The rebaseif mercurial extension automates the process, when pulling, of doing a rebase only if the merge can be done automatically with no conflicts.  (If there are conflicts to resolve manually, it does not rebase, leaving you ready to do a manual merge of the two branches.)  This simplifies and linearizes the history when developers are working in different parts of the code, although any rebase does throw away some information about the state of the world when a developer was doing work. I tend to agree with arguments like this and this that in the general case, rebasing is not a good idea, but I find the rebase-if philosophy appealing for the non-conflict case. I’m on the fence about it, even though I understand that there are still risks of logic errors when changes happen in different parts of the code (and the author of rebaseif extension has come to feel it’s a bad idea..)

I recently went through a complicated and painful bisect, and I think that having a large number of merges of short branches in our repository was the main reason the bisect did not live up to its implied O(lg n) promise.  I found myself needing to run "bisect --extend" many times, to stretch the range beyond the merge, going by a couple of changesets at a time, essentially making bisect O(n).  I also found it very complicated to keep track of how the bisect was going and to understand what information I'd gained so far, because I couldn't follow the branching when looking at graphs of the repository.

Are there better ways to use bisect (and to look at and understand the revision history) or am I right that the process would have been smoother if we had used rebaseif more in development. Alternately, can you help me understand more concretely what may go wrong using rebase in the non-conflict case: is it likely enough to cause problems that it should be avoided?

I’m tagging this more generally (not just mercurial) since I think rebaseif matches a more typical git workflow: git users may have seen the gotchas.

2

There are 2 answers

1
Oben Sonne On BEST ANSWER

I think the answer is simple: you have to devide between hard bisects or risky rebasing.
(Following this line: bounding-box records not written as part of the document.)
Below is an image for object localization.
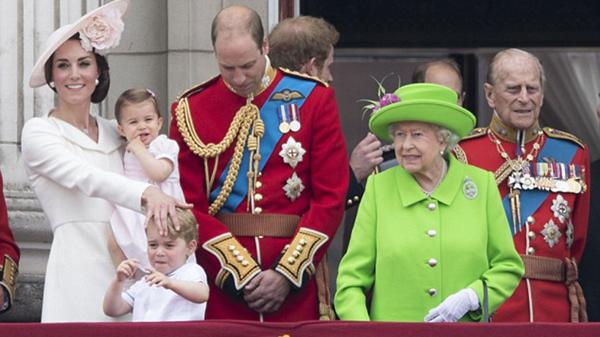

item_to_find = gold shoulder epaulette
[461,127,488,141]
[175,75,219,102]
[544,127,585,148]
[279,67,329,87]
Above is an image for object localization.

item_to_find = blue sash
[209,76,317,213]
[502,137,577,236]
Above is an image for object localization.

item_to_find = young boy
[104,209,208,322]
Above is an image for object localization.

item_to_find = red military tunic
[170,65,348,321]
[0,169,19,311]
[455,116,590,322]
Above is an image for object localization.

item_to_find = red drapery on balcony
[0,321,600,337]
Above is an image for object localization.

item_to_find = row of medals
[278,103,301,134]
[508,158,586,193]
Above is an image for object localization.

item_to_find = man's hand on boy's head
[117,259,139,282]
[144,268,171,289]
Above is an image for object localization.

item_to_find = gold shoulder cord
[175,97,261,215]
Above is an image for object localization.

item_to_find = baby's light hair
[115,88,161,124]
[146,207,198,243]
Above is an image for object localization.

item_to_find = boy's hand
[127,136,146,155]
[144,268,172,289]
[117,259,139,282]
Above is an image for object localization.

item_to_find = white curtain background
[538,52,600,161]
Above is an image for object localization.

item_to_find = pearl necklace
[421,160,448,198]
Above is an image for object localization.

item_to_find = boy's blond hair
[146,207,198,243]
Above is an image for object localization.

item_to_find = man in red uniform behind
[170,6,348,321]
[0,169,19,312]
[455,49,590,322]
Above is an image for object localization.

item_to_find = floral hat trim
[358,73,401,117]
[29,0,129,88]
[79,8,125,55]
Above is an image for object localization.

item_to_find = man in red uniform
[0,169,19,312]
[455,49,590,322]
[170,6,348,321]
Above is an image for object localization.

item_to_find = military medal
[278,105,290,134]
[550,194,571,223]
[290,103,301,132]
[283,172,304,201]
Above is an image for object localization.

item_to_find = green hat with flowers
[369,83,475,141]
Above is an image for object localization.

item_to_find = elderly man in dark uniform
[455,49,590,322]
[0,173,19,312]
[170,6,348,321]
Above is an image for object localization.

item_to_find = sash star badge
[283,172,304,201]
[542,219,561,248]
[279,137,306,168]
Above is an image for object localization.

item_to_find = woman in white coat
[22,0,188,322]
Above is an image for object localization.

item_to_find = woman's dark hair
[44,33,110,103]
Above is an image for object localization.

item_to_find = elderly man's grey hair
[388,122,460,156]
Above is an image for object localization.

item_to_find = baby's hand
[144,268,171,289]
[117,259,139,282]
[127,136,146,154]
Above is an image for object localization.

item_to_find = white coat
[22,115,149,322]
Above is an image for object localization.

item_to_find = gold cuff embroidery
[275,228,329,288]
[202,233,260,290]
[0,255,19,307]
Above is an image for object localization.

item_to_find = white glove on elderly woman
[425,288,479,323]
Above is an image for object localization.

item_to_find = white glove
[425,288,479,322]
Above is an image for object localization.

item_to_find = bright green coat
[335,156,523,322]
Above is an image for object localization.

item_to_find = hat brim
[369,99,475,142]
[29,0,129,88]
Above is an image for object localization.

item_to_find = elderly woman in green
[335,83,523,322]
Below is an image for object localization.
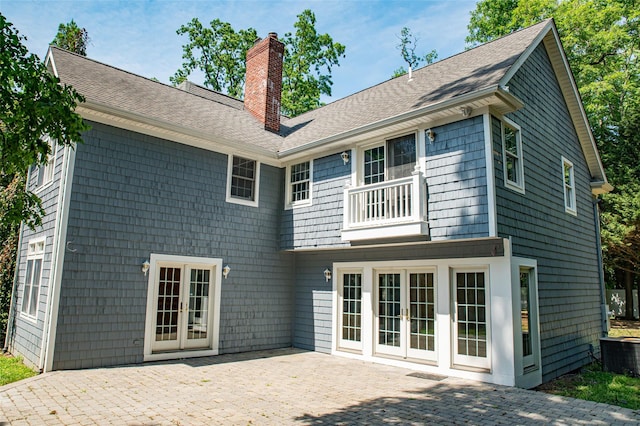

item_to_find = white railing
[344,171,425,230]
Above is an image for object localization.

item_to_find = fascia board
[278,85,524,159]
[76,101,282,167]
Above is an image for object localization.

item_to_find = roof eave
[278,85,524,158]
[76,101,280,166]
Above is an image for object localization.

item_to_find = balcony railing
[342,171,428,240]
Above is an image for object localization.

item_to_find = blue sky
[0,0,476,101]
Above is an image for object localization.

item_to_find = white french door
[374,270,436,360]
[152,262,216,352]
[451,270,491,368]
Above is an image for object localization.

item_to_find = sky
[0,0,476,102]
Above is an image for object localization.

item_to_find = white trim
[284,159,313,210]
[143,253,222,362]
[225,154,260,207]
[331,250,516,386]
[500,117,525,194]
[40,146,76,372]
[18,236,47,323]
[482,112,498,237]
[511,257,542,389]
[561,155,578,216]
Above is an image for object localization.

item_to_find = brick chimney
[244,33,284,133]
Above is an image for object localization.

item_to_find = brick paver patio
[0,349,640,425]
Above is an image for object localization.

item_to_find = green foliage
[0,14,87,227]
[466,0,640,286]
[169,10,345,116]
[281,9,345,116]
[169,18,258,98]
[0,355,37,386]
[541,364,640,410]
[51,19,89,56]
[391,27,438,78]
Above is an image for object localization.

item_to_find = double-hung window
[227,155,260,206]
[36,137,57,188]
[362,133,416,185]
[20,238,46,318]
[562,157,577,215]
[287,161,313,207]
[502,121,524,192]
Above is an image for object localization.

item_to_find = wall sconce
[324,268,331,282]
[222,265,231,280]
[142,260,151,277]
[340,151,349,165]
[424,129,436,143]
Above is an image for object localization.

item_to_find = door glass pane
[456,272,487,358]
[409,273,435,351]
[378,274,400,347]
[364,146,384,185]
[520,270,532,356]
[156,267,180,341]
[342,274,362,342]
[187,269,210,339]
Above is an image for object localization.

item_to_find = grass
[0,355,37,386]
[538,363,640,410]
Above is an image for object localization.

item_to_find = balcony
[342,170,429,241]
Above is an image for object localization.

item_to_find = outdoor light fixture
[222,265,231,280]
[424,129,436,143]
[142,260,151,277]
[324,268,331,282]
[340,151,349,164]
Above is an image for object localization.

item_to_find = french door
[451,270,491,368]
[374,270,436,360]
[152,262,216,352]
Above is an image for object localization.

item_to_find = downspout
[40,146,76,373]
[593,197,609,337]
[2,167,31,352]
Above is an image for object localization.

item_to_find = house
[5,20,610,387]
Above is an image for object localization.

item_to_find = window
[502,121,524,192]
[36,137,57,188]
[21,238,46,318]
[227,155,260,206]
[287,161,312,207]
[562,157,577,214]
[363,134,416,185]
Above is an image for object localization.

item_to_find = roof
[47,20,608,190]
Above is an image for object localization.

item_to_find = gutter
[278,84,524,158]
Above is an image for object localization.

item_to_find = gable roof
[47,19,611,193]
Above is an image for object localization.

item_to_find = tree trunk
[624,271,633,319]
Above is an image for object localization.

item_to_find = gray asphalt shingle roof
[51,21,548,153]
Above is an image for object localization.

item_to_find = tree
[281,9,345,116]
[0,14,87,340]
[51,19,89,56]
[169,18,258,98]
[466,0,640,318]
[391,27,438,78]
[169,10,345,116]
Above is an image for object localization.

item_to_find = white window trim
[20,237,47,321]
[34,136,58,193]
[284,159,313,210]
[500,117,525,194]
[561,156,578,216]
[226,154,260,207]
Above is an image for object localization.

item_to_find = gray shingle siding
[3,147,66,366]
[54,123,293,369]
[281,153,351,249]
[492,45,601,381]
[425,116,489,241]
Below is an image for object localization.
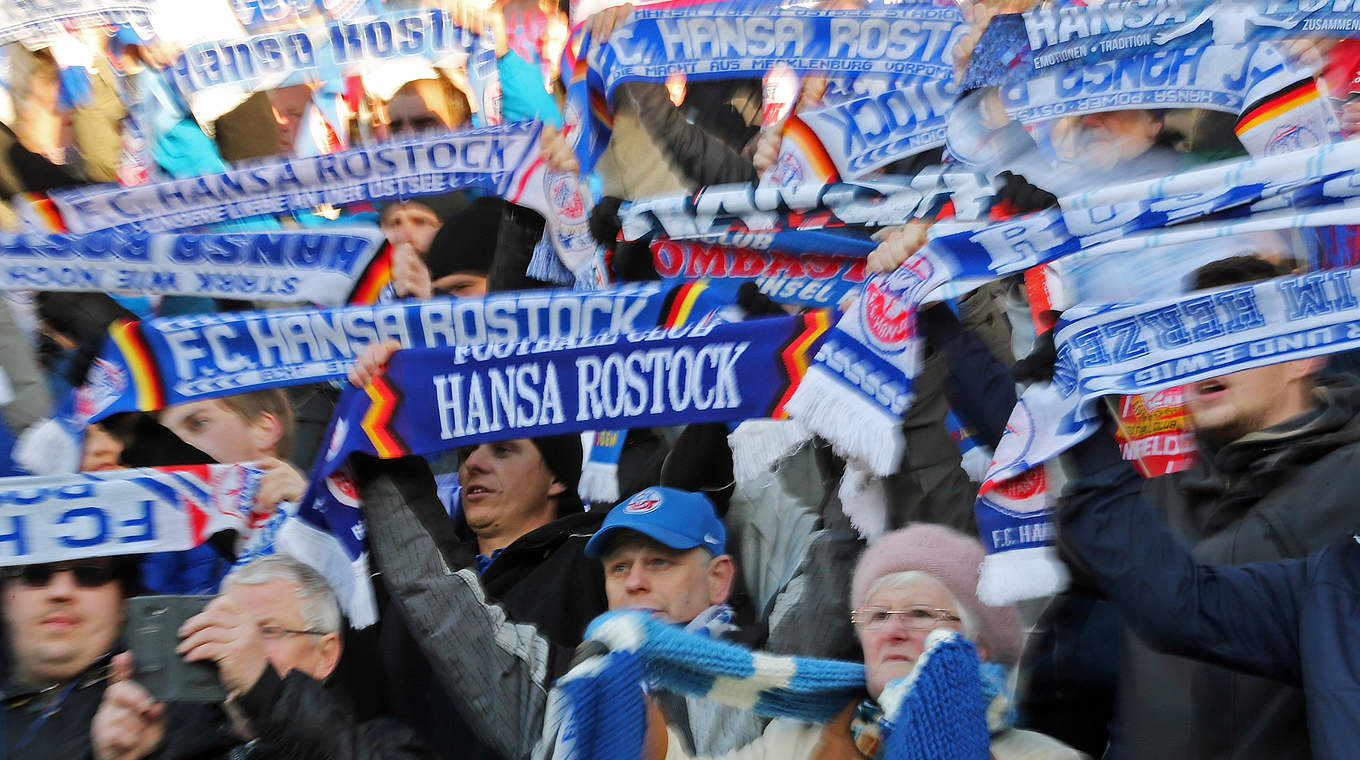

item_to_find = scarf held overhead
[84,283,721,420]
[326,310,831,470]
[0,465,262,566]
[0,227,386,306]
[976,269,1360,604]
[170,8,475,95]
[0,0,156,49]
[789,143,1360,476]
[562,3,967,171]
[38,121,598,280]
[1023,0,1360,68]
[619,167,993,256]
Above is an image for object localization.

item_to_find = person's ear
[709,555,737,605]
[250,412,283,457]
[1289,356,1329,381]
[548,476,567,496]
[311,632,341,681]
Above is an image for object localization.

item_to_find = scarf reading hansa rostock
[0,227,386,306]
[325,310,831,472]
[562,3,967,171]
[976,269,1360,604]
[787,143,1360,476]
[166,8,500,129]
[0,0,156,49]
[0,465,264,566]
[0,464,377,628]
[27,121,600,281]
[619,166,994,257]
[78,281,730,420]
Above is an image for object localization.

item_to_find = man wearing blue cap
[586,487,736,635]
[351,457,762,757]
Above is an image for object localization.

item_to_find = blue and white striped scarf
[534,610,990,760]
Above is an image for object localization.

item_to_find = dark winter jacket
[1059,432,1360,759]
[0,657,109,760]
[355,457,608,759]
[1119,375,1360,760]
[154,666,435,760]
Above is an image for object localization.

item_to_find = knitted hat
[426,196,505,280]
[378,190,468,224]
[850,522,1021,665]
[529,432,585,517]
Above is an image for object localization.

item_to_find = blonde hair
[864,570,978,642]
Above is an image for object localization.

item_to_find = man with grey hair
[90,555,431,760]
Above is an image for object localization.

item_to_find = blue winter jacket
[1059,431,1360,759]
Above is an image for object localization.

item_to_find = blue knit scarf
[534,610,990,760]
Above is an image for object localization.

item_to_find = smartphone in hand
[124,595,227,703]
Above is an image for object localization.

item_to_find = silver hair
[222,555,340,634]
[864,570,979,642]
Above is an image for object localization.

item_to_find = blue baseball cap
[586,485,728,559]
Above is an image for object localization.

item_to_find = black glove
[611,238,661,283]
[917,300,963,347]
[1010,330,1058,382]
[588,196,623,247]
[997,171,1058,213]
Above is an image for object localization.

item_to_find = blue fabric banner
[325,311,830,470]
[0,0,156,45]
[0,227,386,306]
[1024,0,1360,68]
[84,283,730,419]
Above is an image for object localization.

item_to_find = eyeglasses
[388,114,445,133]
[260,625,326,639]
[3,562,114,589]
[850,605,963,631]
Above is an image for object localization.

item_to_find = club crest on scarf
[326,469,359,510]
[543,171,586,224]
[860,256,934,353]
[75,358,128,420]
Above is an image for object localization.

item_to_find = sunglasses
[388,116,443,132]
[4,562,114,589]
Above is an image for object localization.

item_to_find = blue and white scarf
[978,269,1360,604]
[651,239,865,309]
[534,610,990,760]
[84,283,701,419]
[0,0,156,49]
[563,3,967,171]
[0,227,386,306]
[1023,0,1360,69]
[169,8,484,123]
[39,121,600,280]
[0,465,262,567]
[325,311,830,472]
[619,167,994,256]
[789,137,1360,476]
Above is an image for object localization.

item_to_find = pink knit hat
[850,522,1021,665]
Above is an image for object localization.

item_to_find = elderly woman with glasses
[647,523,1084,760]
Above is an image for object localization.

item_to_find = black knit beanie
[529,432,585,517]
[426,196,505,280]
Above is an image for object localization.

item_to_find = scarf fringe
[728,420,812,483]
[836,465,888,541]
[785,364,906,477]
[14,417,83,474]
[577,461,620,504]
[978,547,1072,606]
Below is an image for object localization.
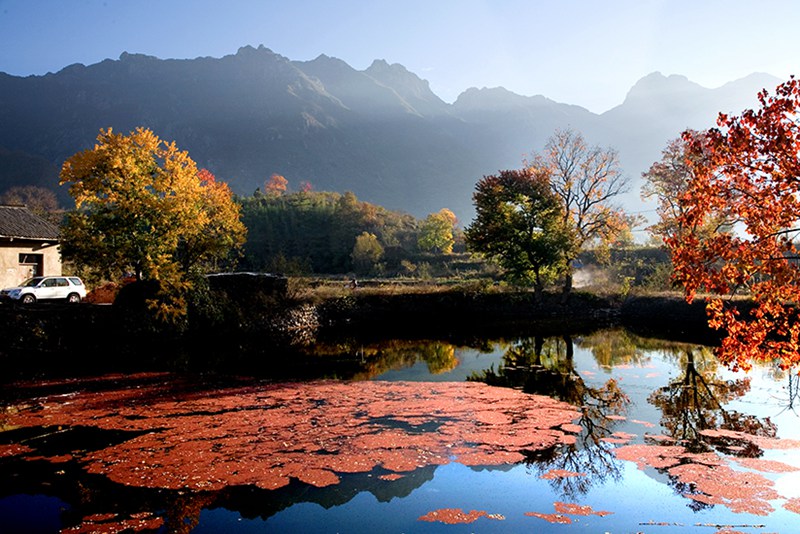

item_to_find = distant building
[0,206,62,288]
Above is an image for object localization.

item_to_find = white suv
[0,276,86,304]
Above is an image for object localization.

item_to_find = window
[19,253,44,276]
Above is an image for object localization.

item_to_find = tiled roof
[0,206,58,240]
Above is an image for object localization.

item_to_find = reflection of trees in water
[649,348,777,457]
[576,329,650,370]
[769,365,800,415]
[468,336,630,498]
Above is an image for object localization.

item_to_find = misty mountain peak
[625,72,703,102]
[453,87,555,111]
[364,59,449,115]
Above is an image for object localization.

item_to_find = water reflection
[468,336,635,499]
[649,348,777,458]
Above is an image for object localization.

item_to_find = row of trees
[237,184,458,274]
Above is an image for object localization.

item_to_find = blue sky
[0,0,800,112]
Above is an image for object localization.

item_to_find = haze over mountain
[0,46,780,231]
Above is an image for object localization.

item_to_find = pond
[0,330,800,533]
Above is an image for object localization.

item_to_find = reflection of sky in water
[373,347,503,382]
[0,332,800,534]
[352,338,800,533]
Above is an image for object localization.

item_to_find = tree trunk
[561,265,572,304]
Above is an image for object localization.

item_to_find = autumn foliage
[666,78,800,369]
[61,128,246,314]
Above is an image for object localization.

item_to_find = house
[0,205,61,288]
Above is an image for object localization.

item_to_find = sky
[0,0,800,113]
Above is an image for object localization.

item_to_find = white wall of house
[0,244,62,288]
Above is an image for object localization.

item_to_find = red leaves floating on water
[614,442,800,515]
[0,443,33,458]
[668,464,780,515]
[525,512,572,525]
[553,501,614,517]
[0,381,579,496]
[61,512,164,534]
[419,508,505,525]
[734,458,800,473]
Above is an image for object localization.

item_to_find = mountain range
[0,46,781,230]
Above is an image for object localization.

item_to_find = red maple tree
[666,77,800,369]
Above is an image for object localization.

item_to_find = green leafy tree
[61,128,246,318]
[417,208,458,254]
[351,232,383,273]
[465,168,570,299]
[526,130,632,297]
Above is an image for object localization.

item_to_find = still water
[0,330,800,533]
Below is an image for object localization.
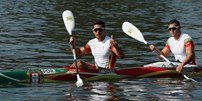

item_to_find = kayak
[0,62,202,84]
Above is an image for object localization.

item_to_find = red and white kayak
[0,62,202,84]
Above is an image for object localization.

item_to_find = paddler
[69,20,124,69]
[149,19,196,73]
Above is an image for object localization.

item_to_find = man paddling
[69,20,124,69]
[149,19,196,73]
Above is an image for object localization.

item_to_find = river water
[0,0,202,101]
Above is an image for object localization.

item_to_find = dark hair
[93,20,105,27]
[168,19,180,26]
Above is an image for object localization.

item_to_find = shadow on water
[0,0,202,101]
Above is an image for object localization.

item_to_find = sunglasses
[168,26,179,31]
[93,28,105,32]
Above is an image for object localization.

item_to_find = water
[0,0,202,101]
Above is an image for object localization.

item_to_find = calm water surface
[0,0,202,101]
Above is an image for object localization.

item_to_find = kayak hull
[0,62,202,84]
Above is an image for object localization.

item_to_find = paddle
[122,22,197,82]
[62,10,83,87]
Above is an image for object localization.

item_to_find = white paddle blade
[122,22,147,44]
[62,10,75,35]
[76,74,83,87]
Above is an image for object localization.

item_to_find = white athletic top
[87,36,112,68]
[166,33,192,62]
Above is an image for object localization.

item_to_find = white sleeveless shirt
[87,36,112,68]
[167,33,192,62]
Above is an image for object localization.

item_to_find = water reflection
[0,0,202,101]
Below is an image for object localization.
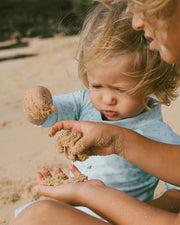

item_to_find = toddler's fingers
[50,104,56,113]
[69,164,81,176]
[56,137,64,153]
[41,168,52,177]
[54,166,63,173]
[36,172,43,184]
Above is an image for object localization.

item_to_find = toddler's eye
[92,85,102,88]
[117,89,126,93]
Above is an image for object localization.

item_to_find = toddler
[24,3,180,204]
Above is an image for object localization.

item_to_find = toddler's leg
[7,200,110,225]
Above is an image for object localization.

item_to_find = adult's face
[132,0,180,63]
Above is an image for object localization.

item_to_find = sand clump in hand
[25,91,56,120]
[49,129,89,162]
[41,172,88,186]
[29,95,56,120]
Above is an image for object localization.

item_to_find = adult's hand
[48,120,127,158]
[35,165,105,206]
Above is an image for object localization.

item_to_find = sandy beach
[0,36,180,225]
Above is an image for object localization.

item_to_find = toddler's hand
[24,86,56,124]
[35,165,105,206]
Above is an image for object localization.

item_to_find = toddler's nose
[132,13,144,30]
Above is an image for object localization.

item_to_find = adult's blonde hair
[97,0,175,22]
[77,2,180,105]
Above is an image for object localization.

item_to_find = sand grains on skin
[49,129,89,162]
[41,172,88,186]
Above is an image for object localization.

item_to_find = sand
[0,36,180,225]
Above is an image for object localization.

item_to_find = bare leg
[7,200,110,225]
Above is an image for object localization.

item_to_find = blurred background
[0,0,180,225]
[0,0,95,42]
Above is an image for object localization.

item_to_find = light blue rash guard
[42,90,180,201]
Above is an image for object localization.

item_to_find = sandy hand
[38,167,88,186]
[49,129,89,162]
[24,86,56,120]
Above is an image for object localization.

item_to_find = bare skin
[24,86,56,125]
[8,166,180,225]
[49,120,180,186]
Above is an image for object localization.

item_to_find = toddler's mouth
[103,110,118,117]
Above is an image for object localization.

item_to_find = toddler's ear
[94,0,121,9]
[94,0,113,9]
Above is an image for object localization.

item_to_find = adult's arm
[52,120,180,186]
[37,165,180,225]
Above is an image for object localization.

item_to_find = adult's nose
[132,13,144,30]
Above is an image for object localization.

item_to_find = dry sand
[0,36,180,225]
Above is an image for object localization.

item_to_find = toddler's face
[132,1,180,63]
[86,55,144,121]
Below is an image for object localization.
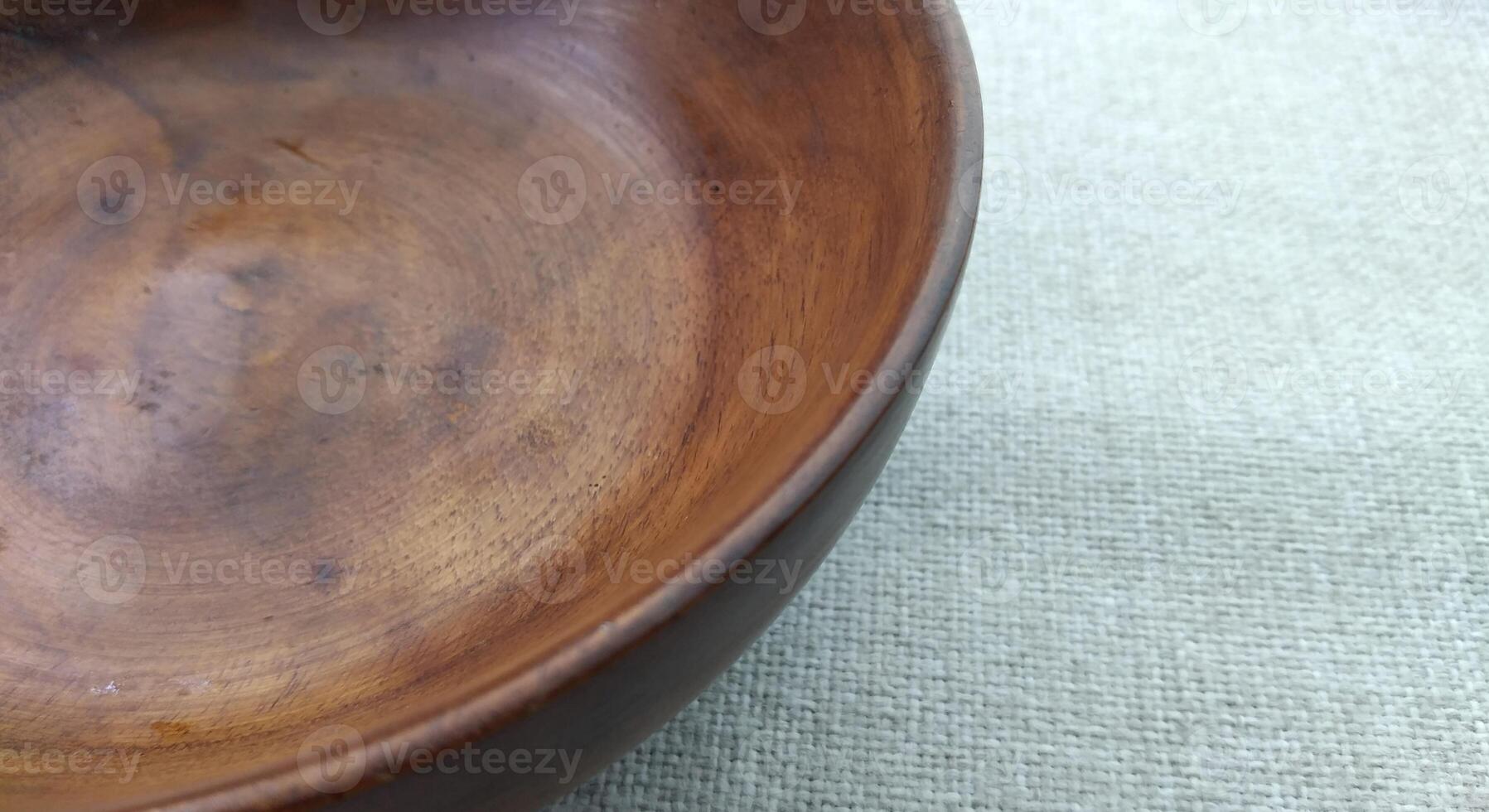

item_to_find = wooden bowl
[0,0,981,810]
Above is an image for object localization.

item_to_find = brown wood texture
[0,0,981,810]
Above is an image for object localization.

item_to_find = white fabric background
[555,0,1489,812]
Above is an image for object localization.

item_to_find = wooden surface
[0,0,981,809]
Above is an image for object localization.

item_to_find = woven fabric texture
[554,0,1489,812]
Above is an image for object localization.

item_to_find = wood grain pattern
[0,0,981,809]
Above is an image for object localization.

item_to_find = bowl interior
[0,0,955,808]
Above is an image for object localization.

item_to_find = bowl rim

Or, something in between: only rebase if it is very unlikely that the rebase silently breaks things. If a rebase involves only a few changesets which additionally are semantically distant to the changes they are rebased on, it's usually safe to rebase.

Here's an example, where a conflict-free merge breaks things:

Suppose two branches start from a file with this content:

def foo(a):
    # do
    # something
    # with a (an integer)

...

foo(4)

In branch A, this is changed to:

def foo(a):
    # now this function is 10 times faster, but only work with positive integers
    assert a > 0
    # do
    # something with
    # with a

...

foo(4)

In branch B, it is changed to:

def foo(a):
    # do
    # something
    # with a (an integer)

...

foo(4)

...

foo(-1) # now we have a use case where we need to call foo with -1

Semantically, both edits conflict with each other. However, Mercurial happily merges them without conflicts (in both cases, when rebasing or when doing a regular merge):

def foo(a):
    # now this function is 10 times faster, but only work with positive integers
    assert a > 0
    # do
    # something with
    # with a

...

foo(4)

...

foo(-1) # now we have a use case where we need to call foo with -1

The advantage of a merge is that a it allows to understand what went wrong at some later point, so you can fix things accordingly. A rebase might throw away information you need to understand bugs caused by automatic merges.

1
tc. On

The main argument against git rebase seems to be a philosophical one around "losing history", but if I really cared about that I'd make the final build step a checkin (or the first build step to track all the failed builds too!).

I'm not particularly familiar with Mercurial or bisecting (except that it's a bit like git), but in my month-and-a-bit with git I exclusively stuck to rebase. I also use git rebase -i --autosquash and git add -p a lot.

IME, there's also not that much difference between a rebase and a merge when it comes to fixing conflicts — the answer you linked to suggests "rebaseif" is bad because the "if" conditions on whether the merge proceeded without conflict, whereas it should be conditioned on whether the codebase builds and tests pass.

Perhaps my thinking is skewed by an inherent weakness in git's design (it doesn't explicitly keep track of the history of a branch, i.e. the subset of commits that it's actually pointed to), or perhaps it's just how I work (check that the diff is sane and that it builds, although admittedly after a rebase I don't check that intermediate commits build).

(Aside: For personal projects I often would like to keep track of each build output and corresponding source snapshot, but I've yet to find anything which is good at doing so.)